I just picked up some 3" straight and 3" angled sash Shurline teflon coated brushes from my local tool supply store. I couldn't pass them up at $2.98 and $2.97 each respectively. I got 5 of each but am thinking about going back and getting a couple of cases. Has anyone used these? I know they are more marketed towards the DIY homeowner but at less than 3 bucks each I figure I can't go wrong.


----------



## TJ Paint (Jun 18, 2009)

sir paintalot said:


> I just picked up some 3" straight and 3" angled sash Shurline teflon coated brushes from my local tool supply store. I couldn't pass them up at $2.98 and $2.97 each respectively. I got 5 of each but am thinking about going back and getting a couple of cases. Has anyone used these? I know they are more marketed towards the DIY homeowner but at less than 3 bucks each I figure I can't go wrong.

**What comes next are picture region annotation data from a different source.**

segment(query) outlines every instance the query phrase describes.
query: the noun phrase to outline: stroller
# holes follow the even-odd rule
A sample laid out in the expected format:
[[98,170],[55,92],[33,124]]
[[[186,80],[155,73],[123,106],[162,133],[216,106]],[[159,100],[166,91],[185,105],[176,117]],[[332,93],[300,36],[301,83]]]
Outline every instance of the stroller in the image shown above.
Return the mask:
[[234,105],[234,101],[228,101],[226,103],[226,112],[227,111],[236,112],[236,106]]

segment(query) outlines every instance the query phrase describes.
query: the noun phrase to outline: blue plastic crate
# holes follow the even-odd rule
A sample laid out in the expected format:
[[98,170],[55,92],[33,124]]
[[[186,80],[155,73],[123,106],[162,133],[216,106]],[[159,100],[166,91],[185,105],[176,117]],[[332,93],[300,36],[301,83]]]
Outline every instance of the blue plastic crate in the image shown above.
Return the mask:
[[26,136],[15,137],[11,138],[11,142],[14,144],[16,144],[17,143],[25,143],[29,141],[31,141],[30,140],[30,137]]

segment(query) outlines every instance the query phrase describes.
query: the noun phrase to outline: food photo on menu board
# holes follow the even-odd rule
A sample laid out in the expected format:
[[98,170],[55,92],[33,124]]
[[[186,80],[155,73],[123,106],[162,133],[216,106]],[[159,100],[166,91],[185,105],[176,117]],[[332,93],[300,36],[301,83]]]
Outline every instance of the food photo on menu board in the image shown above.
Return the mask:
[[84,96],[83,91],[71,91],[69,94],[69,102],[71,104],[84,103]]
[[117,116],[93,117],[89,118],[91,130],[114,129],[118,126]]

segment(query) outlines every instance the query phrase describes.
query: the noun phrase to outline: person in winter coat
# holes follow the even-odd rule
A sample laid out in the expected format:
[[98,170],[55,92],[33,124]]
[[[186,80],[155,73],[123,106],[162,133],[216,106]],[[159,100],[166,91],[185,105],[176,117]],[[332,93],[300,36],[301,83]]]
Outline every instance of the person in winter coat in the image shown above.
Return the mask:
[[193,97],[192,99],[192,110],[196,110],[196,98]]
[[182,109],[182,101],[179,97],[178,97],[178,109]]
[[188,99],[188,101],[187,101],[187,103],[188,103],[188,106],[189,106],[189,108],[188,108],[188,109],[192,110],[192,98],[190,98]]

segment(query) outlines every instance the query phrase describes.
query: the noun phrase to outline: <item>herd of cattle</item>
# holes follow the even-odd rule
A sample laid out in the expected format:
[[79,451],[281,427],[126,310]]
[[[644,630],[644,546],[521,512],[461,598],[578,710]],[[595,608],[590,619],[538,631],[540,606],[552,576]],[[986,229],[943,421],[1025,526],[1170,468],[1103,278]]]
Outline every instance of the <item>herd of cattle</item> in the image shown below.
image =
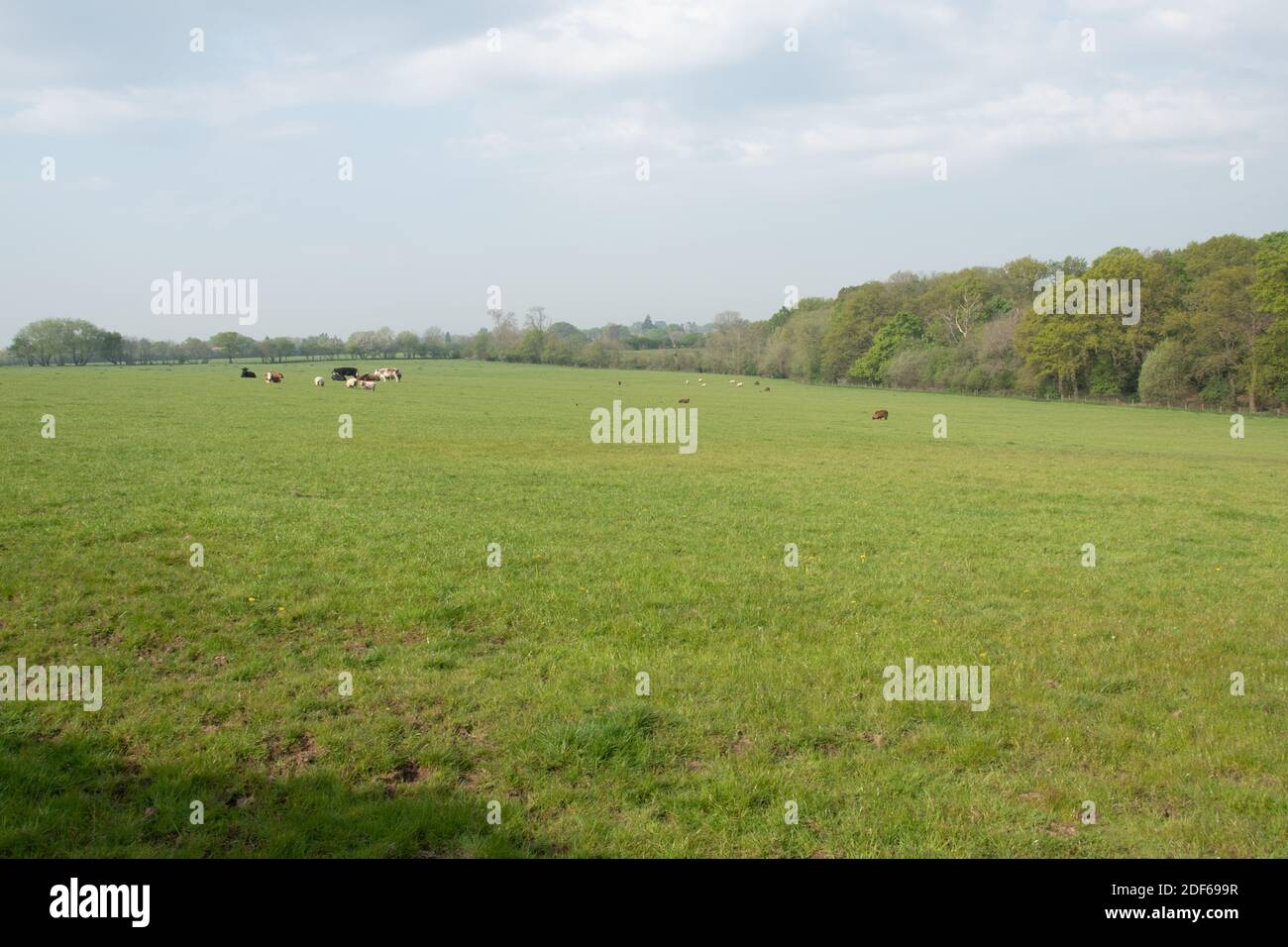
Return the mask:
[[[242,368],[242,378],[255,378],[255,372],[250,368]],[[265,371],[264,381],[270,385],[279,385],[285,375],[279,371]],[[332,381],[343,381],[345,388],[362,388],[366,392],[376,390],[376,381],[402,381],[402,371],[399,368],[376,368],[359,375],[358,370],[352,365],[346,365],[341,368],[336,368],[331,372]],[[318,375],[313,379],[313,384],[321,388],[326,384],[326,379]]]
[[[255,378],[255,372],[252,372],[250,368],[245,368],[243,367],[241,376],[242,378]],[[267,381],[270,385],[279,385],[279,384],[282,384],[282,379],[285,376],[279,371],[265,371],[264,372],[264,381]],[[375,371],[370,371],[370,372],[366,372],[363,375],[359,375],[357,368],[354,368],[352,365],[346,365],[346,366],[344,366],[341,368],[334,368],[331,371],[331,380],[332,381],[343,381],[345,388],[362,388],[366,392],[374,392],[374,390],[376,390],[376,381],[402,381],[402,371],[398,370],[398,368],[376,368]],[[313,379],[313,384],[317,385],[318,388],[321,388],[322,385],[326,384],[326,380],[321,375],[318,375],[317,378]],[[617,384],[622,384],[622,383],[618,381]],[[689,384],[689,380],[685,379],[684,384]],[[701,378],[698,379],[698,384],[702,385],[703,388],[707,387],[707,383],[705,380],[702,380]],[[735,379],[729,379],[729,384],[730,385],[737,385],[738,388],[742,388],[742,381],[738,381]],[[760,383],[757,381],[756,384],[759,385]],[[761,390],[762,392],[768,392],[769,387],[766,385]],[[681,405],[688,405],[689,399],[688,398],[680,398],[680,403]],[[872,420],[873,421],[885,421],[889,417],[890,417],[890,412],[885,411],[885,410],[873,411],[872,412]]]

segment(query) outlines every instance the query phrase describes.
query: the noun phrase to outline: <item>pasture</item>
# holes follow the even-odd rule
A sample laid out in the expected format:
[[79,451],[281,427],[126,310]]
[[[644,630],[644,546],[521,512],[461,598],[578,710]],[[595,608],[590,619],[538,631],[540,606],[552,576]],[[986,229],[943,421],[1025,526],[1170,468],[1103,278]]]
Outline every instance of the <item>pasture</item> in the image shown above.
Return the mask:
[[0,371],[0,854],[1288,854],[1288,421],[398,365]]

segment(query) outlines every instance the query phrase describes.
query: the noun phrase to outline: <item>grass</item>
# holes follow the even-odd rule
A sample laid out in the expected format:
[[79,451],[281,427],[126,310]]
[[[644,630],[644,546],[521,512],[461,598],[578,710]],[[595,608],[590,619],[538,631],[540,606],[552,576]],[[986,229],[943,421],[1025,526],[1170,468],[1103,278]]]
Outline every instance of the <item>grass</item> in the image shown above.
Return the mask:
[[[0,703],[0,854],[1288,854],[1288,423],[285,371],[0,371],[0,664],[104,669]],[[697,454],[590,442],[681,396]]]

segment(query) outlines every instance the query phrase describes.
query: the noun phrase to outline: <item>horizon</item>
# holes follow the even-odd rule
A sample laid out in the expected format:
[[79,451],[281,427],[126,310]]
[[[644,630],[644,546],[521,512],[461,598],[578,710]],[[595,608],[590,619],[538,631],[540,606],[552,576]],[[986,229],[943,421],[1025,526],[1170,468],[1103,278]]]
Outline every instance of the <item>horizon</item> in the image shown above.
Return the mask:
[[256,280],[255,336],[468,335],[491,287],[580,329],[756,321],[787,286],[1180,249],[1288,210],[1288,12],[1264,0],[254,17],[0,9],[6,343],[58,317],[236,329],[149,312],[174,271]]

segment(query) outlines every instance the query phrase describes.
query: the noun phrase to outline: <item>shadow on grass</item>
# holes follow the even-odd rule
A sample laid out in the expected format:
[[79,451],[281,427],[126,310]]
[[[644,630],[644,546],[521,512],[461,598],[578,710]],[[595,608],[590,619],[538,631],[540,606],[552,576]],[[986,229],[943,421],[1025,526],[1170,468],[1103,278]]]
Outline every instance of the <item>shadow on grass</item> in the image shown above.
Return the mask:
[[[193,801],[204,825],[193,825]],[[0,733],[0,857],[531,857],[502,800],[413,782],[354,787],[327,773],[143,768],[107,740]]]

Pretty much anything I've used that has the name shurline has been a less than ecstatic experience.


----------



## RH (Sep 7, 2010)

Most of their products can't hold a candle to pro tools but I love my telescoping extension pole with comfort grip. As far ad the brushes go, I've never used them but you get what you pay for.....


----------



## straight_lines (Oct 17, 2007)

Would probably make good epoxy throwaways so long as they don't shed.


----------



## sir paintalot (Oct 21, 2008)

straight_lines said:


> Would probably make good epoxy throwaways so long as they don't shed.


 Yeah well I don't use epoxy, but i generally just toss my oil brushes so I can always use them for that. Gonna give one a try tomorrow on some latex and see how they do.
I used to use strictly Purdy brushes but over the years I stopped using them. They are good brushes for sure but not worth the money. I get the same results with the 7 dollar brushes at ICI or now they're called Dulux. It's more the skill of the painter than the brush I have found, I mean you can't get good results using a crappy brush but you just don't need a 30 dollar brush. The cheaper brushes don't last as long but for 7 bucks they do just fine.


----------



## sir paintalot (Oct 21, 2008)

Ok I broke out one of these bad boys out today. I have to say that if I had paid 20 bucks for this brush I would be disappointed. But the fact that I paid less than 3 bucks I am ecstatic!. The first thing you notice about the brush is the lack of bristles! Ha, there is probably 1/3 the amount of bristles than in a regular mid grade brush. So it doesn't hold much paint. But, the paint flows really well and it cleans up incredibly easy. I am definitely going to go buy some more of these. The best 3 dollar brush I have ever seen. Perfect throwaway for oil and not too bad for latex either.


----------



## RaleighPainter (Jun 13, 2011)

Gibberish45 said:


> Most of their products can't hold a candle to pro tools but I love my telescoping extension pole with comfort grip. As far ad the brushes go, I've never used them but you get what you pay for.....


We bought one of those telescoping poles it broke the same day :-/


----------



## Delta Painting (Apr 27, 2010)

sir paintalot said:


> It's more the skill of the painter than the brush I have found, I mean you can't get good results using a crappy brush but you just don't need a 30 dollar brush. The cheaper brushes don't last as long but for 7 bucks they do just fine.



I beg to differ I think it's more like a 50\50 kinda thing.:blink:


----------